Now we hop in our handy TARDIS and jump to the present. We have emoticons, de-voweled txt spk, and the internet has created its own shorthand with LOL, OMG, IMHO, tl;dr, and WTF. We’ve done the same thing our ancestors did, only on a larger scale. Everyone with a laptop, desktop, tablet or smart phone runs their own digital version (albeit exponentially more powerful) of a Gutenberg press. The internet has made it a global effort. The ease of posting or sharing photos, the constraint of 140 characters, and the immediate context of the hashtag (# placed before a word or phrase as an organizational keyword, frequently used on Twitter. FWIW, the real name of that symbol is octothorpe. You’re welcome), has allowed us to condense and organize communication even further.
We’re not poor spellers, we are purposeful communicators. We are adapting language to our tools, and versa- vice (see what I did there, the clever inversion of a cliché? Not even the editor’s idea; all mine). We may not be smashing paradigms, building empires, or creating philosophical building blocks of humanity, but we are using the tools available, linking existing ideas, event, and organizations into meaningful groups for ourselves and our peers.

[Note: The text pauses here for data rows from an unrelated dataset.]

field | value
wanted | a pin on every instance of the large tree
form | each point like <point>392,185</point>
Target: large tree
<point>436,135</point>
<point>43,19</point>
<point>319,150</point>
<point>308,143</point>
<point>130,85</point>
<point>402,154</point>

So what comes next? Will written language be entirely displaced by the icon, avatar and hashtag? Not entirely. As a matter of fact, I think we may come full circle and see a renaissance in verbal cues and commands, at least with our mobile devices. Siri already got that ball rolling on the iPhone 4s, and has spurred development of similar apps for Android, as well some powerful translation programs. Another important change will be the increase of gesture based interfaces. Swipes, curls, squiggles and shapes will allow us to simplify our interaction with the machine, and extend and amplify our messages to each other.